Musicalement, et c’est tout aussi sûr, nos anglais sont impressionnants. Et je ne parle pas là que de la seule dextérité de Tatterstall, petite bonhomme attendrissant, habité par ses accords, et à la voix de canard, puisque Jonny « Hudderfield » Helm n’est pas en reste, martelant avec force et précision ses fûts, et s’autorisant lui aussi quelques solos pour le plus grand bonheur du public. Mieux encore, il va jusqu’à pousser la chansonnette, que ce soit en restant « sagement » à son poste (Eskimo Kiss), ou en le quittant pour mieux s’avancer jusqu’à l’extrême limite de la scène, mains dans le dos, pied battant la mesure, avec la seule guitare de Tattersall comme bouée de sauvetage.
Jamais trop longs, toujours sincères et simples de compréhension, les morceaux de The Wave Pictures sont coincés entre le rockabilly, la folk et le rock garage.

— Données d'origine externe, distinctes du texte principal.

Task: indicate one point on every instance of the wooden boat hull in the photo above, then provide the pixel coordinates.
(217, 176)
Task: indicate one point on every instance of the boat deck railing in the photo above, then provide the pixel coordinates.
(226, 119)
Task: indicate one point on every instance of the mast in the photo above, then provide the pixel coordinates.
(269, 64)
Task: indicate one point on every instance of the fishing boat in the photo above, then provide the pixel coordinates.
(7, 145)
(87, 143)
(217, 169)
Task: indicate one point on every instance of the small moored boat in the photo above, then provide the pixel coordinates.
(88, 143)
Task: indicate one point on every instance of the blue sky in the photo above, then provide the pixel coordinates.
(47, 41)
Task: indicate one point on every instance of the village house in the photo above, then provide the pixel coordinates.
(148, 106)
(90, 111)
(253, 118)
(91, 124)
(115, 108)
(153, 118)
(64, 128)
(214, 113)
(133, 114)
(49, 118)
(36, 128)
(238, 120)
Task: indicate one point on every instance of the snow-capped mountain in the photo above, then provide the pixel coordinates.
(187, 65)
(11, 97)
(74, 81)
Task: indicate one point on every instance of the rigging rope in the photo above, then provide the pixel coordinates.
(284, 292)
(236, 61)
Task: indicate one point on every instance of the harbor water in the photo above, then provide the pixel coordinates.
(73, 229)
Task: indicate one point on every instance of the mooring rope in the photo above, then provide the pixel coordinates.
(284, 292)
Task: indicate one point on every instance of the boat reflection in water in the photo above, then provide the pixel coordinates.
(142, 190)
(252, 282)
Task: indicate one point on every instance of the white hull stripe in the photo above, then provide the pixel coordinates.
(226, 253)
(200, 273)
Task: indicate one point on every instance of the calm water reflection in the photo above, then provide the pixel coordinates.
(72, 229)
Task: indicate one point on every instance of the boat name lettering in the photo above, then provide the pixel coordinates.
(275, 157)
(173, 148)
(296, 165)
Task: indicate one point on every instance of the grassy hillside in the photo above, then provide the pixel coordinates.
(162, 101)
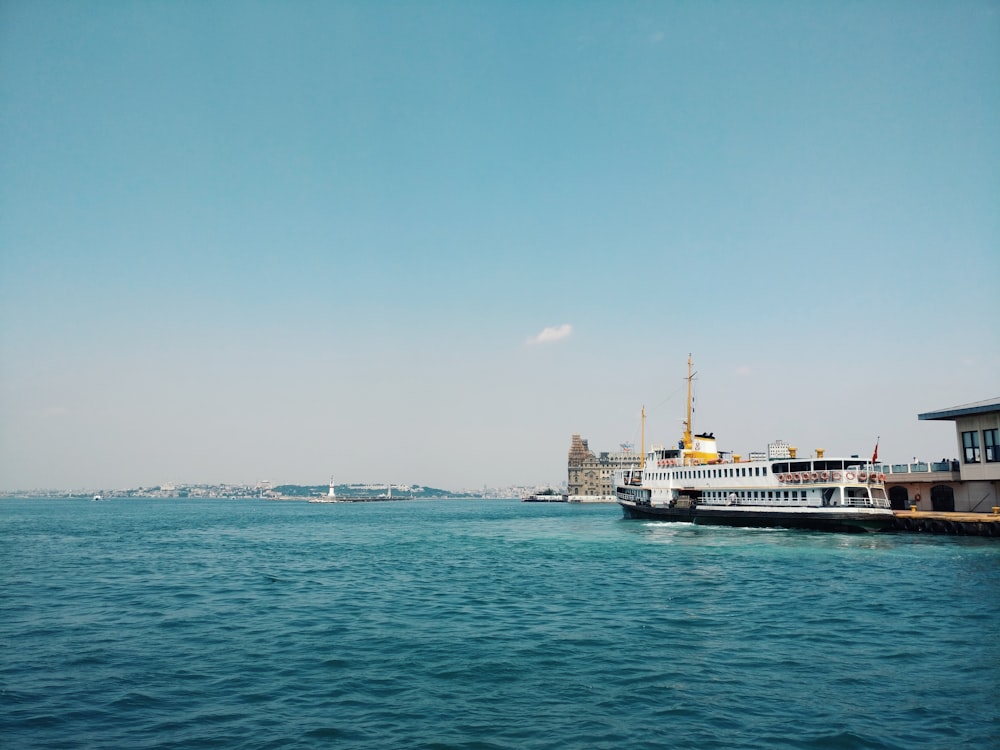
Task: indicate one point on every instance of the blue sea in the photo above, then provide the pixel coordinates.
(483, 624)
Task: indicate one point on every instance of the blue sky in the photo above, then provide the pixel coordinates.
(429, 241)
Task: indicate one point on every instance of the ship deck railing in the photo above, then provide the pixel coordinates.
(918, 467)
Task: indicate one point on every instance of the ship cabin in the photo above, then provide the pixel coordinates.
(706, 476)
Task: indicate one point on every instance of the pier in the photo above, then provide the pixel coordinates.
(956, 524)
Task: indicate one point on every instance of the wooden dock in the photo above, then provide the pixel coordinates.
(957, 524)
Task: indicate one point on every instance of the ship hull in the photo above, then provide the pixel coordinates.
(841, 520)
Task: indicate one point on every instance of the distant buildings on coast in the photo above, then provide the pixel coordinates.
(589, 474)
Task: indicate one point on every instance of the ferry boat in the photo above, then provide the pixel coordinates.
(697, 483)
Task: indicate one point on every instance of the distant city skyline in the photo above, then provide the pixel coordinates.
(433, 241)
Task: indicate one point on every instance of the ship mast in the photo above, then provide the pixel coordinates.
(642, 455)
(687, 424)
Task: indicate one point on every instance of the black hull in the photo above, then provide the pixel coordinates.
(833, 520)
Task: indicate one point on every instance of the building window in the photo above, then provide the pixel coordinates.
(970, 442)
(992, 445)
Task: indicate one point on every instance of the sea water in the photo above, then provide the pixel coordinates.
(483, 624)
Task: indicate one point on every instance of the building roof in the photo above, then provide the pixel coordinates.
(954, 412)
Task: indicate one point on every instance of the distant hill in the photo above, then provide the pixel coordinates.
(359, 490)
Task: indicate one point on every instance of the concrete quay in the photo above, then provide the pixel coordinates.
(957, 524)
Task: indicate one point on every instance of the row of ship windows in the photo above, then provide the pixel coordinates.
(759, 495)
(740, 471)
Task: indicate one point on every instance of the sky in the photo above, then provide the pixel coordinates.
(428, 242)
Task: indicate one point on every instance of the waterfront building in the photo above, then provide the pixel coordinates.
(590, 474)
(968, 484)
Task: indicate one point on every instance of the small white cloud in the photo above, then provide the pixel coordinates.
(552, 333)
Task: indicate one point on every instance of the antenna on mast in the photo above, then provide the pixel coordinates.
(687, 424)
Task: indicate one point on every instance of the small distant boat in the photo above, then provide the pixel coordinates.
(546, 497)
(696, 483)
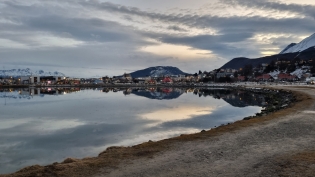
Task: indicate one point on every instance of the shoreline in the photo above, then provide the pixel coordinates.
(113, 156)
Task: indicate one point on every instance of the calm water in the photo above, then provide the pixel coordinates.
(43, 126)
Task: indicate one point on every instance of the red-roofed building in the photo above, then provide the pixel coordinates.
(286, 77)
(264, 77)
(241, 78)
(167, 80)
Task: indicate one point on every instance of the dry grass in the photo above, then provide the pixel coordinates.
(113, 156)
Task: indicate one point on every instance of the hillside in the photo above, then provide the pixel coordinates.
(238, 63)
(307, 43)
(157, 71)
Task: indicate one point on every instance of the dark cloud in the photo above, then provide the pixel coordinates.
(176, 28)
(113, 38)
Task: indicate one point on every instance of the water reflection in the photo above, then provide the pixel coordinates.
(45, 125)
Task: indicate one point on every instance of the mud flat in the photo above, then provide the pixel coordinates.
(279, 143)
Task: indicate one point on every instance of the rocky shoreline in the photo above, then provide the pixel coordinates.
(279, 102)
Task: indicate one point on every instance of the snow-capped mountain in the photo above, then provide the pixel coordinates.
(157, 71)
(28, 72)
(303, 45)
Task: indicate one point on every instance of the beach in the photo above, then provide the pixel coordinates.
(279, 144)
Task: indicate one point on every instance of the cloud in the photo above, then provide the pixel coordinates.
(89, 34)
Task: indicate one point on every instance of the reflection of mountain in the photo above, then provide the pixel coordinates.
(245, 99)
(235, 98)
(160, 93)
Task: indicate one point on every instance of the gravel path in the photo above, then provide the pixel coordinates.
(247, 152)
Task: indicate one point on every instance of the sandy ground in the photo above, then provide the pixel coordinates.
(262, 150)
(279, 144)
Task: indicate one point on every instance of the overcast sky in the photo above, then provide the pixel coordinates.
(86, 38)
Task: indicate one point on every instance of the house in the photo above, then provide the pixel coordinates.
(264, 77)
(287, 77)
(167, 80)
(98, 82)
(241, 78)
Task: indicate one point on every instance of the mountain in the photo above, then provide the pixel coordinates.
(289, 46)
(307, 43)
(238, 63)
(28, 72)
(157, 71)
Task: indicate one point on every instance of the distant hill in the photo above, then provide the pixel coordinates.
(304, 50)
(157, 71)
(305, 44)
(238, 63)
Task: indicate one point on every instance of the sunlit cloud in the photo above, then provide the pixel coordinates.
(176, 51)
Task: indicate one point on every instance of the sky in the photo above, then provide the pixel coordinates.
(89, 38)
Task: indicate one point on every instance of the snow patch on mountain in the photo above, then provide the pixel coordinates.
(303, 45)
(28, 72)
(289, 46)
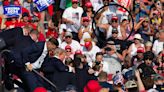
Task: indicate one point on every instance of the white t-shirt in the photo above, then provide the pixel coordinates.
(109, 32)
(107, 16)
(75, 16)
(157, 47)
(97, 4)
(75, 45)
(91, 55)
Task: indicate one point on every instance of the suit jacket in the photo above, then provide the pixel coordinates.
(33, 52)
(9, 36)
(57, 72)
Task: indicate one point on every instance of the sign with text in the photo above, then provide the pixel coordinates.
(43, 4)
(12, 11)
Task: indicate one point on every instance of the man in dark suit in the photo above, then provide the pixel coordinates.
(9, 36)
(33, 57)
(57, 72)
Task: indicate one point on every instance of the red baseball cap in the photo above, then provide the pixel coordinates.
(74, 1)
(67, 47)
(88, 44)
(78, 52)
(40, 89)
(88, 5)
(114, 18)
(140, 50)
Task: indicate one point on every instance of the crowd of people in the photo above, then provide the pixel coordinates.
(81, 47)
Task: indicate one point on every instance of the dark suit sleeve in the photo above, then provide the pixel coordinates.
(53, 64)
(60, 66)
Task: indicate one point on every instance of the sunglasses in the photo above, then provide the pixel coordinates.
(114, 21)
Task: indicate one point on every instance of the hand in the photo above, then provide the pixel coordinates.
(137, 73)
(29, 67)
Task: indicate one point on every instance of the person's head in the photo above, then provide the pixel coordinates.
(25, 17)
(148, 82)
(131, 86)
(88, 45)
(140, 51)
(26, 30)
(34, 34)
(68, 50)
(148, 46)
(114, 21)
(124, 20)
(52, 43)
(118, 80)
(99, 56)
(60, 53)
(69, 61)
(114, 33)
(85, 21)
(89, 6)
(148, 58)
(75, 3)
(68, 37)
(137, 38)
(103, 77)
(146, 22)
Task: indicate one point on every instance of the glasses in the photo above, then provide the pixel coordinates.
(114, 21)
(114, 32)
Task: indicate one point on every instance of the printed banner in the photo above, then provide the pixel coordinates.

Mais finalement, peut importe de savoir quelle couleur domine sur l'autre au gré des titres proposés, car tous savent faire jaillir l'émotion, l'envie. De danser, par exemple, ce que certains s'autoriseront d'ailleurs, aux abords de la scène, à faire de temps à autre.

La musique, c'est parfois l'histoire d'émotions simples, d'une relation franche, et à leur façon toute particulière, The Waves Pictures personnifient à la perfection cette vision des choses. Un groupe définitivement coup de coeur.